2. Quantify the MPG difference between automatic and manual transmissions.
In order to arrive at the answers, the data set was scrutinised and filtered to narrow down on variables that contributed the most towards mpg of a vehicle. Further on, multiple models were realised - with the filtered variables as regressors and mpg as output -, of which one was selected. The residual plots were then plotted using the selected model and conclusions were drawn in on the same.
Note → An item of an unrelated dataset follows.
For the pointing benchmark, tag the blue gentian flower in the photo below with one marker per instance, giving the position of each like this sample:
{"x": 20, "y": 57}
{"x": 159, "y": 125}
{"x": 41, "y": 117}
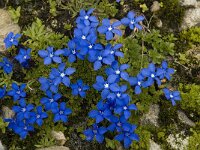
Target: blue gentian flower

The data was extracted from the 1974 Motor Trend US magazine, and comprises fuel consumption and 10 aspects of automobile design and performance for 32 automobiles (1973–74 models). The data frame consists of 32 observations on 11 variables:
1 - mpg Miles/(US) gallon
2 - cyl Number of cylinders
3 - disp Displacement (cu.in.)
4 - hp Gross horsepower
5 - drat Rear axle ratio
6 - wt Weight (1000 lbs)
7 - qsec 1/4 mile time
8 - vs V/S
9 - am Transmission (0 = automatic, 1 = manual)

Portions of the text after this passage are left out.